Comment by steveBK123
Comment by steveBK123 3 days ago
It's a hard business to make money in. Shorting tends to be intrinsically harder because the market goes up over time and Americans are generally optimists. Plus the last 2 years we've seen 20+% market moves upwards.
Despite it being a necessity for functioning markets, when you are short, seemingly everyone is against you - business management, regulators, media, etc.
Not surprised to see them bow out. Chanos did so last year.
This is one of the reasons frauds go on so much longer than you'd expect - no one wants to hear the truth.
People have this idea that short sellers are market manipulators who conspire to wipe out innocent day traders' life savings and trigger mass layoffs with the stroke of a pen (hence the term "financial terrorism," which is absolutely comical in its hyperbole but used with complete sincerity by the anti-short crowd), but like tines said, it's a risky business that requires lots of research that frequently goes nowhere with limited upside and uncapped potential losses. The amount of times they and other short sellers publish damning evidence on a company only for the stock to shoot back as soon as the company releases a "nothing to see here" non-response really shows the difficulty in making money in the space (and how much people want to bury their heads in the sand).

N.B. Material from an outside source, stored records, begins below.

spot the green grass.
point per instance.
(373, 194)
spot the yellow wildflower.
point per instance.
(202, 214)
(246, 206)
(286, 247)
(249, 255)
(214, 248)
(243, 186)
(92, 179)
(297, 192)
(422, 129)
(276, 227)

Given the regulatory environment we are heading into, I expect short selling will become an even riskier business since the SEC isn't going to be prosecuting fraud anymore (or rather, they'll be doing even less than they are now), making it much easier to sic the lawyers on firms like Hindenburg. Even though this isn't their stated reason for bowing out, I wouldn't be surprised or hold it against them if it was a factor.